エストニアの「電子居住権」、小国の生命線 国外の外国人取り込み、投資誘致

 東欧で欧州連合(EU)加盟国でもあるエストニアが始めた「電子居住権」制度の利用が広がっている。国外に住む外国人にインターネット上で自国民に準じた行政サービスを提供するもので、導入後約2年で取得者は1万5千人を超えた。外国からの投資誘致を主目的とする前例のない制度の背景には、厳しい国際情勢の中で生き残りを探る小国の危機感がある。


 エストニアは先進的な電子政府サービスで知られ、2002年にはICチップ入りの国民IDカードを導入。大半の行政手続きがネット経由でできるようになった。07年には国政選挙での電子投票も導入した。
■非居住の外国人にICチップ入りカード
 14年12月に立ち上げた電子居住権制度は国民IDカードと同様の公的個人認証機能を備えた専用のICチップ入りカードを非居住の外国人に発行。取得者は納税、株主総会や取締役会で扱う書類への署名などをネット経由でできる。専門の業者から年間2万円程度で住所をレンタルすれば会社の設立も可能だ。
 ネット上での行政手続きは迅速。会社登記なら最短20分程度で済む。利用者は現地に行かずしてEU域内に会社を設立、運営できるメリットがある。近く銀行口座の開設もオンラインでできるようにする方針だ。
 発足当初からIT(情報技術)分野やコンサルタント会社などの起業家から注目され、取得者は着実に増加中だ。ロシアや米国、ウクライナなどEU域外の取得者が多く、英国ではEU離脱が決まった後に申請者が10倍に増えたという。
 電子居住権の希望者はエストニア政府のホームページからオンラインで100ユーロ(約1万2千円)を支払い申請。担当官庁からマネーロンダリング資金洗浄)に関与していないかなどの審査を受ける。許可されれば、各国の大使館でICカードと専用の読み取り機を受け取る段取りだ。申し込みから1カ月程度で発給される例が多い。
 電子居住の普及は当初目的の一つである経済活性化の効果を上げつつある。昨年末時点で電子居住者が同国に新設した会社は1200社。電子居住者に所有されている会社は約2400社と、既に全体の5%程度を占めるまでに増加した。
 エストニアには電子居住の経済効果に着目した各国からの視察が相次ぐ。欧州やアジアの4カ国は制度導入の検討に入った。政府で担当部長を務めるカスパー・コージュス氏は「近い将来、電子居住を導入した国が急増し、競争が激しくなるだろう」と語る。

■政府は安全保障への寄与を最重視
 だが、実はエストニア政府が最重視するのが安全保障への寄与だ。日本の9分の1の国土と人口わずか約130万人のエストニアは歴史上、大国の思惑に翻弄され続け、第2次大戦中にはソ連に併合された。1991年に独立したが、14年3月のロシアによるウクライナ南部・クリミア半島編入後はロシアの侵略に対する危機感を強めてきた。

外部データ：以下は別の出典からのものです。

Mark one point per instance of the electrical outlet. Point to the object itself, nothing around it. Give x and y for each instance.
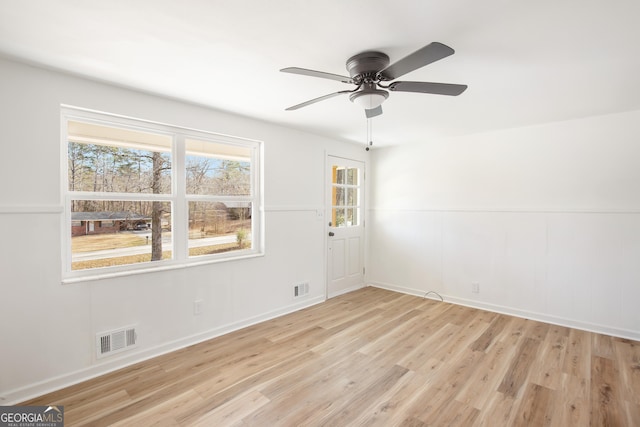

 エストニア北大西洋条約機構NATO)に加盟するが、ロシアから侵攻された場合に同国との関係改善を掲げる米国のトランプ政権が相互防衛の約束を十分に果たすか不安もある。国土防衛のための民兵組織に志願する市民も増えているという。こうした中、電子居住制度により「国外の多くの企業家や要人を取り込めれば国際世論への影響は大きく、国の安全に大きく寄与する」(政府関係者)との計算も働いた。エストニア政府は25年までに利用者を人口の約8倍の1千万人に増やす構想を描く。15年には安倍晋三首相にも電子居住権を贈った。
 同国は政府のデータと行政サービスのシステムを世界中の大使館敷地内のサーバーに分散させる「データ大使館」構想も進めている。サイバー攻撃への対処に加え、敵国に侵略された場合に領土回復まで国家の存続を保つ狙いもある。エストニア軍の幹部も「エストニアの独立を保てるかはネット上の取り組みの成否にかかっている」と語る。
(タリンで、田中孝幸)

 電子政府 インターネットを通じて行政手続きができるサービス。税金申告、会社設立登記などを役所に出向かずにできる。日本政府は2001年に本格着手したが、各府省が縦割りで作った申請システムの多くは使い勝手が悪く、利用率は低迷している。
 海外では成功した他国のシステムを自国に取り入れる例も見られる。欧州メディアによると地中海の小国キプロスは昨秋、エストニア型の電子政府の導入を決めた。